Единственное место в городе, где можно заработать 800 рублей, — это пилорама. Влад работает на двух работах и говорит, что ему не привыкать: в таких условиях он трудится с 17 лет. Это такой обмен: отдаешь работе здоровье, взамен получаешь зарплату повыше, чем у соседа. Подтверждение его физического труда — слегка трясущиеся руки. От внешних глаз скрыто другое: из-за тяжелой работы у Влада развилась язва, из-за нее он не прошел комиссию в МЧС. Короче, долгое время все шло как-то не так. А потом наступил март.
— Мне пообещали, что с апреля я наконец-то буду там работать. Деньги там побольше — рублей 60 в день. Вот и сравните: здесь ты ради них будешь работать неделю. Я планирую накопить средства, взять льготный кредит и купить в Борисове дом. Честно, если бы не родители жены, я не знаю, где бы я был.
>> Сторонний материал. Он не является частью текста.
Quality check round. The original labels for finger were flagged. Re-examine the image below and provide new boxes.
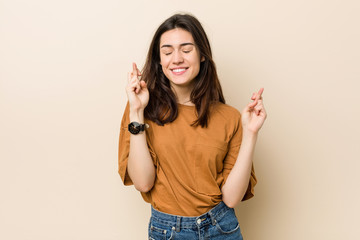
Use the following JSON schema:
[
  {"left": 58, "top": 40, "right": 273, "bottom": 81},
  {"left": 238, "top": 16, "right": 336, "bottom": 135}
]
[
  {"left": 140, "top": 80, "right": 147, "bottom": 88},
  {"left": 257, "top": 88, "right": 264, "bottom": 99},
  {"left": 251, "top": 93, "right": 255, "bottom": 100},
  {"left": 128, "top": 81, "right": 141, "bottom": 93},
  {"left": 132, "top": 62, "right": 138, "bottom": 76},
  {"left": 136, "top": 67, "right": 141, "bottom": 76}
]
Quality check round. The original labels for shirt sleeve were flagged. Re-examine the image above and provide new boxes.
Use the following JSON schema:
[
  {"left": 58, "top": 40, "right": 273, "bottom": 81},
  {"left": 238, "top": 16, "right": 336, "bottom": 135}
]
[
  {"left": 223, "top": 110, "right": 257, "bottom": 201},
  {"left": 118, "top": 103, "right": 156, "bottom": 186}
]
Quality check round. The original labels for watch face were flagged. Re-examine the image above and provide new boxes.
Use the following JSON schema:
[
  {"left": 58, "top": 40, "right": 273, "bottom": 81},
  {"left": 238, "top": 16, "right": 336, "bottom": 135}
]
[{"left": 128, "top": 122, "right": 140, "bottom": 134}]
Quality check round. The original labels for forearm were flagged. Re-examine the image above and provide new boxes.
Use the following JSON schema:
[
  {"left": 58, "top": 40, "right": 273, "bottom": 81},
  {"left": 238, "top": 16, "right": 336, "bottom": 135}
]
[
  {"left": 128, "top": 109, "right": 155, "bottom": 192},
  {"left": 221, "top": 132, "right": 257, "bottom": 207}
]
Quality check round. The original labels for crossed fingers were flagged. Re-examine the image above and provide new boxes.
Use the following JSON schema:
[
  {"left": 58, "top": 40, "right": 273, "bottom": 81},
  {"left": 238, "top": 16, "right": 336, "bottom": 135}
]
[
  {"left": 128, "top": 63, "right": 141, "bottom": 94},
  {"left": 248, "top": 88, "right": 265, "bottom": 115}
]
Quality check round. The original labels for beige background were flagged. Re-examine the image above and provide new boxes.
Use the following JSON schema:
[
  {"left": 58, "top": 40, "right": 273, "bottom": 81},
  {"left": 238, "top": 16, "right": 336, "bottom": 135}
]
[{"left": 0, "top": 0, "right": 360, "bottom": 240}]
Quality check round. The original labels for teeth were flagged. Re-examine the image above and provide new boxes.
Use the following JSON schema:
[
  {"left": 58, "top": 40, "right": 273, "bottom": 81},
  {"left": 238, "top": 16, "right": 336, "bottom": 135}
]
[{"left": 172, "top": 68, "right": 186, "bottom": 72}]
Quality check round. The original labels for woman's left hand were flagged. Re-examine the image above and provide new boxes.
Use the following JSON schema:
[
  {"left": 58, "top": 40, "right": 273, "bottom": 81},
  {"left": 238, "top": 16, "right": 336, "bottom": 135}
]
[{"left": 241, "top": 88, "right": 267, "bottom": 133}]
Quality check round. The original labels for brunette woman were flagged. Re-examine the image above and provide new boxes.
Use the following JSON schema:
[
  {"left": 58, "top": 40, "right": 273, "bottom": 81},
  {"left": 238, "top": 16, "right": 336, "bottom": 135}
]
[{"left": 119, "top": 14, "right": 266, "bottom": 240}]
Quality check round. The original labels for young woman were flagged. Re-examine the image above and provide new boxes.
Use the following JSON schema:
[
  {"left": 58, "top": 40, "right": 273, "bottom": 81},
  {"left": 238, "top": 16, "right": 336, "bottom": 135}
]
[{"left": 119, "top": 14, "right": 266, "bottom": 240}]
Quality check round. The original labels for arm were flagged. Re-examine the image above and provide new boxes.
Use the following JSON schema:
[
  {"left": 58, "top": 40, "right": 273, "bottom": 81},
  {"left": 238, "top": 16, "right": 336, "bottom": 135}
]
[
  {"left": 221, "top": 88, "right": 266, "bottom": 208},
  {"left": 126, "top": 63, "right": 155, "bottom": 192}
]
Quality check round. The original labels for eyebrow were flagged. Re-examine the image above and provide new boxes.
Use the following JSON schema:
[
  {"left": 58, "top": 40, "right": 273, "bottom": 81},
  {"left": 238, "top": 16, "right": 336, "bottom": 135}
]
[{"left": 161, "top": 43, "right": 194, "bottom": 48}]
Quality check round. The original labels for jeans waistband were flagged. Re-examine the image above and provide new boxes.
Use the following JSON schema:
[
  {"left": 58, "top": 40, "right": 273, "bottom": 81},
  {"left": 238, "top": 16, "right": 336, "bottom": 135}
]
[{"left": 151, "top": 202, "right": 232, "bottom": 232}]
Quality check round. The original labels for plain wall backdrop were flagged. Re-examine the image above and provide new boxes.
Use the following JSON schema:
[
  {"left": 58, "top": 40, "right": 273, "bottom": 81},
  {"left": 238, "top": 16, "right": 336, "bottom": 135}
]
[{"left": 0, "top": 0, "right": 360, "bottom": 240}]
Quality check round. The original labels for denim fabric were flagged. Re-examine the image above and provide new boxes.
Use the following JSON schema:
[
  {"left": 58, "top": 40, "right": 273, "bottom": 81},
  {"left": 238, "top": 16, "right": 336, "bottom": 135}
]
[{"left": 148, "top": 202, "right": 243, "bottom": 240}]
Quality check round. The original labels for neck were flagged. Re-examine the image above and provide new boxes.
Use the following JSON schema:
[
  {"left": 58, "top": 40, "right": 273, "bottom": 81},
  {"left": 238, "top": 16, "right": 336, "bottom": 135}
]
[{"left": 172, "top": 83, "right": 194, "bottom": 106}]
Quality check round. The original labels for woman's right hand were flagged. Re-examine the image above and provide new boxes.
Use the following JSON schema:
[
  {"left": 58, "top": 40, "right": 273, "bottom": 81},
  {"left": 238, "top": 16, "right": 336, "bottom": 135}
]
[{"left": 126, "top": 63, "right": 149, "bottom": 112}]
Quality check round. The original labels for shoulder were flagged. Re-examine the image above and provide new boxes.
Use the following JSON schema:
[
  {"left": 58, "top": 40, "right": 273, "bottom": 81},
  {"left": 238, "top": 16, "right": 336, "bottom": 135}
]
[{"left": 211, "top": 102, "right": 241, "bottom": 120}]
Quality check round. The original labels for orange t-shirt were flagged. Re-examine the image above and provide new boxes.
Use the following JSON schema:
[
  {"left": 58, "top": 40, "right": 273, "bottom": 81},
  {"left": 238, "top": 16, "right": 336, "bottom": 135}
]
[{"left": 119, "top": 103, "right": 257, "bottom": 216}]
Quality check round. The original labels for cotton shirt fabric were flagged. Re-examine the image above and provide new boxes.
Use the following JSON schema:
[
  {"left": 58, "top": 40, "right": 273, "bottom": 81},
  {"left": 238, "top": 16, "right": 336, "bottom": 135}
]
[{"left": 118, "top": 103, "right": 257, "bottom": 216}]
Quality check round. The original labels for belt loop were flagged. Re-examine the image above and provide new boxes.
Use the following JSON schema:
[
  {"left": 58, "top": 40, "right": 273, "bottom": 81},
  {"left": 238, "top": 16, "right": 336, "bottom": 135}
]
[
  {"left": 209, "top": 211, "right": 216, "bottom": 225},
  {"left": 176, "top": 216, "right": 181, "bottom": 232}
]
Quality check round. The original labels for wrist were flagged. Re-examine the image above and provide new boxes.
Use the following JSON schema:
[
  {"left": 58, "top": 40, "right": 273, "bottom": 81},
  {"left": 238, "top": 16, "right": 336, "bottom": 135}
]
[
  {"left": 129, "top": 110, "right": 144, "bottom": 124},
  {"left": 242, "top": 129, "right": 258, "bottom": 141}
]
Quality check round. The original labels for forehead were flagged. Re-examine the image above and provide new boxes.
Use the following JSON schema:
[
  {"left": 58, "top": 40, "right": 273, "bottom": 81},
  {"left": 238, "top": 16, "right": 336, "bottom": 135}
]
[{"left": 160, "top": 28, "right": 194, "bottom": 47}]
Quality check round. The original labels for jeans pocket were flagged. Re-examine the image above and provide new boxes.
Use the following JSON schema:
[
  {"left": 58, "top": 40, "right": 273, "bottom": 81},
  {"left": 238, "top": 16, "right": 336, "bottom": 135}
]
[
  {"left": 149, "top": 224, "right": 173, "bottom": 240},
  {"left": 216, "top": 209, "right": 240, "bottom": 234}
]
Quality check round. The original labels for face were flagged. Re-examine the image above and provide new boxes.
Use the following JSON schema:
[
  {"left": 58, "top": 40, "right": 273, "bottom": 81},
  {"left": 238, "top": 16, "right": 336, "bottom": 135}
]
[{"left": 160, "top": 28, "right": 201, "bottom": 90}]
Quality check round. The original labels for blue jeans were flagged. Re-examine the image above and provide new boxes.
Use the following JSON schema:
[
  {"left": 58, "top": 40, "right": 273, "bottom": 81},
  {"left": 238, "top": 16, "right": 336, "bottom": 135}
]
[{"left": 148, "top": 202, "right": 243, "bottom": 240}]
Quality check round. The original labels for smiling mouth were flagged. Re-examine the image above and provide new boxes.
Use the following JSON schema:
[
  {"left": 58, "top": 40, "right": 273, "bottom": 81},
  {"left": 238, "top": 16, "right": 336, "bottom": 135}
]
[{"left": 171, "top": 68, "right": 188, "bottom": 73}]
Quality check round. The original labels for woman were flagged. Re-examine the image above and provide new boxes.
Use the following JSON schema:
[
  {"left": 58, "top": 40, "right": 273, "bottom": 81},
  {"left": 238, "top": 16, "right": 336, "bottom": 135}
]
[{"left": 119, "top": 14, "right": 266, "bottom": 239}]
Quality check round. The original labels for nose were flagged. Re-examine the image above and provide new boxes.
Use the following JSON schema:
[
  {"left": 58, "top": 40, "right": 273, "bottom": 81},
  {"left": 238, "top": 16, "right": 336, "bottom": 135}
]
[{"left": 172, "top": 51, "right": 184, "bottom": 64}]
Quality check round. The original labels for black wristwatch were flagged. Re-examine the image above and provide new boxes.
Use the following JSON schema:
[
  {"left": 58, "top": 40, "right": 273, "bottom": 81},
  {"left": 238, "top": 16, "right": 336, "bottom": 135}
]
[{"left": 128, "top": 122, "right": 146, "bottom": 135}]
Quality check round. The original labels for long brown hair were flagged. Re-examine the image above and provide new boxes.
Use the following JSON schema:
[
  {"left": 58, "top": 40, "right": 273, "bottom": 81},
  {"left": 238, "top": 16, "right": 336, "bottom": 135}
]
[{"left": 142, "top": 14, "right": 225, "bottom": 127}]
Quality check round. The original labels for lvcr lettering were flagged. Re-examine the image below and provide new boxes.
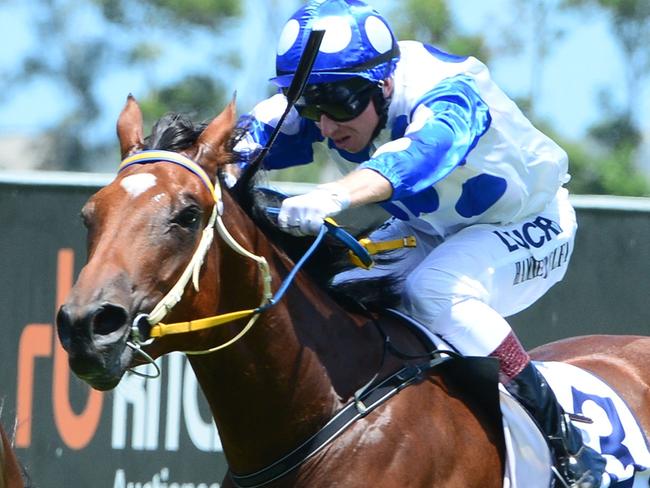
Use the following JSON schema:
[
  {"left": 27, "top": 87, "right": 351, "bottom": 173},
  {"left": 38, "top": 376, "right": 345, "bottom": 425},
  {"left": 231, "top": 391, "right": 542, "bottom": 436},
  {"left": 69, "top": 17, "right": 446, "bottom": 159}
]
[{"left": 493, "top": 217, "right": 562, "bottom": 252}]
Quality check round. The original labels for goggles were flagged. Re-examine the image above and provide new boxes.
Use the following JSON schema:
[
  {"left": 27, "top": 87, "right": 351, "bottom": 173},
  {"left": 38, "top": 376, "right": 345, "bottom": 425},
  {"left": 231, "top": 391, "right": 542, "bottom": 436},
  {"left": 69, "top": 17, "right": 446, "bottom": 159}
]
[{"left": 295, "top": 78, "right": 381, "bottom": 122}]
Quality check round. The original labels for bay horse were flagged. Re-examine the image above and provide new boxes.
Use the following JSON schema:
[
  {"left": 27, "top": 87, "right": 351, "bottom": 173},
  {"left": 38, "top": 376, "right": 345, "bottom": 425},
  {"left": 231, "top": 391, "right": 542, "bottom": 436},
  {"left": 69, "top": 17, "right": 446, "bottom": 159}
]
[
  {"left": 57, "top": 97, "right": 650, "bottom": 488},
  {"left": 0, "top": 425, "right": 24, "bottom": 488}
]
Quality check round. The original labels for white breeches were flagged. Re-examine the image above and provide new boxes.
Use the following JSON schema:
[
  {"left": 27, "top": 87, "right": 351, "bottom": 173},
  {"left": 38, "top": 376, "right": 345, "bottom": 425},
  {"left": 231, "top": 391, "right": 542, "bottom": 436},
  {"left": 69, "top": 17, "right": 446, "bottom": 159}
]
[{"left": 335, "top": 189, "right": 577, "bottom": 356}]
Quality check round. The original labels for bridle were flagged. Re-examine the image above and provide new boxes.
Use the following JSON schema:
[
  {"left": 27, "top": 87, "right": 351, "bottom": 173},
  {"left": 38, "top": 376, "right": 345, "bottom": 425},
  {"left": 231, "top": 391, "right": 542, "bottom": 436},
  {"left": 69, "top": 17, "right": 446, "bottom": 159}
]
[{"left": 118, "top": 150, "right": 274, "bottom": 362}]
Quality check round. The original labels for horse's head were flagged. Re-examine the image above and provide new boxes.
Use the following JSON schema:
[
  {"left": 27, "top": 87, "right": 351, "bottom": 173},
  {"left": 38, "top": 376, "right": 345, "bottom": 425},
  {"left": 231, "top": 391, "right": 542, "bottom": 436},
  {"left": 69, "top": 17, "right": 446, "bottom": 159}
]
[{"left": 57, "top": 97, "right": 235, "bottom": 389}]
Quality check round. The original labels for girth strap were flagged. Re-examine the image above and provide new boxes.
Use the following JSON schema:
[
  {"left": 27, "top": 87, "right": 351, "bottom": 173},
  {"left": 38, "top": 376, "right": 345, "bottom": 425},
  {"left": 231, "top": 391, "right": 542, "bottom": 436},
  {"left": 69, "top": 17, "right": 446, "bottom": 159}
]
[{"left": 230, "top": 356, "right": 450, "bottom": 488}]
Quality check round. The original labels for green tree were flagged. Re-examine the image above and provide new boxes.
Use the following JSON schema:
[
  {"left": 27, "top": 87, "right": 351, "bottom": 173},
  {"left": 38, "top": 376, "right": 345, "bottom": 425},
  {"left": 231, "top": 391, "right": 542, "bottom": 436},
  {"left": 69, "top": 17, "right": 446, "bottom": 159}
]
[
  {"left": 390, "top": 0, "right": 489, "bottom": 61},
  {"left": 0, "top": 0, "right": 242, "bottom": 170}
]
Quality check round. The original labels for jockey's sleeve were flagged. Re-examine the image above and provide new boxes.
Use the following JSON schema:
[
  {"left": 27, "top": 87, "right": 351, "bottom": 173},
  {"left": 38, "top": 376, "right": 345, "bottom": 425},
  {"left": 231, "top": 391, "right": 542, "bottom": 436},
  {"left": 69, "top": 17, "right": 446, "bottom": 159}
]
[
  {"left": 234, "top": 94, "right": 323, "bottom": 169},
  {"left": 360, "top": 75, "right": 491, "bottom": 200}
]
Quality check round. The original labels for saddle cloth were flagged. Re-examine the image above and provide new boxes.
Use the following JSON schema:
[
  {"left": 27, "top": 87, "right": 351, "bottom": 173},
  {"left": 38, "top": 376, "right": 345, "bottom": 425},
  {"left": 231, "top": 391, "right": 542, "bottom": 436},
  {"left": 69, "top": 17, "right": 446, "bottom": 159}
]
[
  {"left": 499, "top": 362, "right": 650, "bottom": 488},
  {"left": 387, "top": 309, "right": 650, "bottom": 488}
]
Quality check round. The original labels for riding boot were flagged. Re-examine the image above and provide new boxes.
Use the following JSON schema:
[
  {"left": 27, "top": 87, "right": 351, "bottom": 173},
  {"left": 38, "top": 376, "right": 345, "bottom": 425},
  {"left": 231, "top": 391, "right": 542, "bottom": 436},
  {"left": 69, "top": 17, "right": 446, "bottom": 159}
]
[{"left": 505, "top": 362, "right": 606, "bottom": 488}]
У меня в принципе нет своего жилья.
Теперь Владу звонят из соцопеки и говорят, что действовать с жильем нужно было по-другому: и документы оформлены не так, и на очередь нужно было стать в другом городе. Но в подростковом возрасте он об этом не знал.
— Я считаю, самое главное — чтобы человеку говорили о его правах. Кто еще об этом расскажет ребенку? Он верит тому, что ему обещают в 15: мол, так просто дадут квартиру и работу — жди. И ребятам нужно не молчать. У нас как все работает? Если ты сам не пойдешь что-то делать, тебе никто ничего не даст. Я вот чего хотел, того достиг. Делаю все, что в моих силах.
Виктория: «Во взрослой семье многие терпят насилие и не решаются уйти. Я ушла от мамы ребенком»
— Наверное, самое важное решение я приняла в 5 лет, когда ушла от мамы. Это был момент, когда я не выдержала и проявила характер. Я, знаете, много чего помню. Иногда кажется, лучше бы все это забыть, — говорит Виктория в начале своего рассказа.
Ей 30 лет, у нее есть семья, работа и взрослая жизнь, которая давно не напоминает о пережитом в детстве. Время от времени в ее упорядоченные будни все-таки стучатся воспоминания и заставляют думать: «Что было бы, если бы я не ушла?»
Сложно представить, что пятилетняя девочка смогла сделать то, на что не всегда решится взрослая женщина: уйти из дома, в котором ее жизнь находится под угрозой.
— Мое детство было таким же, как у многих: небогатая семья и мама, которая пьет. Она растила меня без отца. У нас случались моменты, когда я ночевала на вокзале и ходила по рынку, чтобы найти что-то из еды. Так случалось: просто я была ребенком, которому хотелось есть, — говорит Виктория и чуть заметно улыбается.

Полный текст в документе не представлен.